4.8

Cards (5)

  • In the 1950s and 1960s, African American writers, leaders, and activists visited Africa to express solidarity and support for Africa’s decolonization. Some embraced pan-Africanism and advocated for the political and cultural unity of all people of African descent.
  • The Republic of Ghana’s independence from British colonial rule in 1957 inspired visits from African American activists such as Martin Luther King Jr. and Malcolm X, writer Maya Angelou, lawyer Pauli Murray, and historian and sociologist W.E.B. Du Bois.
  • Africans and African Americans endured similar struggles against anti-Black racism and oppression. The solidarity between Africans and African Americans brought international attention to Africa’s decolonization, and in 1960, also known as the “Year of Africa,” 17 African nations declared their independence from European colonialism.

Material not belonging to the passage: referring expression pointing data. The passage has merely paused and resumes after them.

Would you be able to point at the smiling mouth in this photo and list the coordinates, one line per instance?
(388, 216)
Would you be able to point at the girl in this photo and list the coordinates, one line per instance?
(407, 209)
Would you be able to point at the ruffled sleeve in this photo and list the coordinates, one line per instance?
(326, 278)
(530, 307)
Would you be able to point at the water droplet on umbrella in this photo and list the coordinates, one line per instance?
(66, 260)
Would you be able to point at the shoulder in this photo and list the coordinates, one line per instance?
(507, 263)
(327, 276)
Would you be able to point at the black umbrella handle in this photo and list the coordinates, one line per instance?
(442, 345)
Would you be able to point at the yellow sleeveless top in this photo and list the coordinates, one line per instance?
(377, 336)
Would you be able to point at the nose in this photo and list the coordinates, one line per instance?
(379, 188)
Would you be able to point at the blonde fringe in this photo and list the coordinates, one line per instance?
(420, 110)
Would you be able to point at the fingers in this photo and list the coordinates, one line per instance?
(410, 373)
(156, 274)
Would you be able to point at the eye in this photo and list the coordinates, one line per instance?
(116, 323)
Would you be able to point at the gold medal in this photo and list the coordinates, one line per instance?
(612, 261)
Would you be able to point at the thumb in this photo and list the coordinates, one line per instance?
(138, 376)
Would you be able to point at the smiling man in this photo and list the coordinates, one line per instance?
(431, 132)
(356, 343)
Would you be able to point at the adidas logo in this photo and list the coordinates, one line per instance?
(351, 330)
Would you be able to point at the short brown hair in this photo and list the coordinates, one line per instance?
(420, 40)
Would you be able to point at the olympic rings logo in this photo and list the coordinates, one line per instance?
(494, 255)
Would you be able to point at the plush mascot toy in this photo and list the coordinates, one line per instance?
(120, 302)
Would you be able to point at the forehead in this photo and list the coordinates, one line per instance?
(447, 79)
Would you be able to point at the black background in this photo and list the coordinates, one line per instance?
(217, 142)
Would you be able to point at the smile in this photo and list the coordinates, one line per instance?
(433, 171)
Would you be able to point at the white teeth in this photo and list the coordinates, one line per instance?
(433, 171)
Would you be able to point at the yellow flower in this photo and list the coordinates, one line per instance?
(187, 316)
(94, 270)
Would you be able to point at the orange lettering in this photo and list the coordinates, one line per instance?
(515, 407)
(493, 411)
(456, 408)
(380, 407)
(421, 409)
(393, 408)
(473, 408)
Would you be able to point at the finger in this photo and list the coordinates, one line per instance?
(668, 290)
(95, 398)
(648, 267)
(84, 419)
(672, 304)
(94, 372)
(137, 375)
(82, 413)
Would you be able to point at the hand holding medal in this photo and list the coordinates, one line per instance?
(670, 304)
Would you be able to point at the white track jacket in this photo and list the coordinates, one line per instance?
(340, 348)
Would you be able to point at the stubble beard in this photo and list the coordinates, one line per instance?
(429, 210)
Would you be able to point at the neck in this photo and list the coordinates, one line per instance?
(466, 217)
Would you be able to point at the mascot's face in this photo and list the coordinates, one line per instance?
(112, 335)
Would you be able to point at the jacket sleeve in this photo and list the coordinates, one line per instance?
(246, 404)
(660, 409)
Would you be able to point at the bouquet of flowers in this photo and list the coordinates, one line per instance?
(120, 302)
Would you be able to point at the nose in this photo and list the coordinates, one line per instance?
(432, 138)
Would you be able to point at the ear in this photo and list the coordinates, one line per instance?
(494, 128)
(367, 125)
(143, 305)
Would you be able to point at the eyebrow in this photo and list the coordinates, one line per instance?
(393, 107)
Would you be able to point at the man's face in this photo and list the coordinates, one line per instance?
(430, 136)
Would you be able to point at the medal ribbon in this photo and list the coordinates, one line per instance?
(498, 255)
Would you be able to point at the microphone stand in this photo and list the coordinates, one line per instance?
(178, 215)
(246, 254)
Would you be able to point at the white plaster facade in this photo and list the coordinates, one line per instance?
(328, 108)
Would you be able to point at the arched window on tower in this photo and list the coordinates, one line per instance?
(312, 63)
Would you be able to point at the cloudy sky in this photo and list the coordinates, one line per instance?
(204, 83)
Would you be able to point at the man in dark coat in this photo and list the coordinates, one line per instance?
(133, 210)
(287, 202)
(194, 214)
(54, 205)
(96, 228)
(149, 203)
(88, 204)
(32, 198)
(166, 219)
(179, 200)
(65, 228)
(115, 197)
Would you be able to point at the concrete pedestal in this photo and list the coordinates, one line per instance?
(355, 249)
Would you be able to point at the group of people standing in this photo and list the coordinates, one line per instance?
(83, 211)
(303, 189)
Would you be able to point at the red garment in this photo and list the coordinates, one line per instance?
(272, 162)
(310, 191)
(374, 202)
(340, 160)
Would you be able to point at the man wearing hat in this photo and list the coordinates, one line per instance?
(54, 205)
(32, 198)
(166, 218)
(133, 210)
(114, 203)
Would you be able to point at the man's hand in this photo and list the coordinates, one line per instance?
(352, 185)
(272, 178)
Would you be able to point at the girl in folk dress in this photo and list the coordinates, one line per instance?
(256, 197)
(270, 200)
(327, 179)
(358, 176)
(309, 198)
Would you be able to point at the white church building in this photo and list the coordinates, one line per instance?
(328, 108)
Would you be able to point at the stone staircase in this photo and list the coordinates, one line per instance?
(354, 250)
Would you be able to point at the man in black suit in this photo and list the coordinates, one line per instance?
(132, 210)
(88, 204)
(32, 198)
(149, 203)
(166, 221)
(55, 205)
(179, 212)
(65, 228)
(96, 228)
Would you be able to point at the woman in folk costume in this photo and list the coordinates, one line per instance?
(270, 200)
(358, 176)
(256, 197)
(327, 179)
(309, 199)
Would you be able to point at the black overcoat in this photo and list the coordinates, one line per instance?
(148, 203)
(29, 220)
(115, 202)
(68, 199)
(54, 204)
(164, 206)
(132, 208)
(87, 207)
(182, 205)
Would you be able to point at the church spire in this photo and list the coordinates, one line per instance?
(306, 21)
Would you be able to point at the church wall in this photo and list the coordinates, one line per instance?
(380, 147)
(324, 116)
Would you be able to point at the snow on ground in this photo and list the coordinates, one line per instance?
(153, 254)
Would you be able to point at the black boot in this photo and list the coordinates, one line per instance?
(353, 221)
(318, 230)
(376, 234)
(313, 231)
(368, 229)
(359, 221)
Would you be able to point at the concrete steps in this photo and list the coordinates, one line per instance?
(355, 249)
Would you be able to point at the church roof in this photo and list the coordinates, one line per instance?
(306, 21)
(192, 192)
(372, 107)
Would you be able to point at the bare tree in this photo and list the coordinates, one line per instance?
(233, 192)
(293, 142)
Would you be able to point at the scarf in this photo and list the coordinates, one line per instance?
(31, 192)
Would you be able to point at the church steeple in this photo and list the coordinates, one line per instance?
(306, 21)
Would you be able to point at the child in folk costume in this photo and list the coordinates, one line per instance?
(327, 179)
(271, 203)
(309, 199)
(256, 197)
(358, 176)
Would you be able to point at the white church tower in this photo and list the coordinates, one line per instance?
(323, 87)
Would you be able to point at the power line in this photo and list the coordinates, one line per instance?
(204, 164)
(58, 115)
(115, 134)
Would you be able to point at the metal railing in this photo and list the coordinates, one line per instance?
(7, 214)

  • Diasporic solidarity bolstered the global reach of the Black Freedom movement, a period of activism from the mid-1940s to the 1970s marked by both the civil rights movement, which annulled Jim Crow laws and practices, and the Black Power movement, which heightened Black consciousness and pride.
  • Diasporic solidarity continues to the present day. In 2019, Ghana’s government celebrated the Year of Return, an initiative to reunite African descendants in the diaspora to the continent.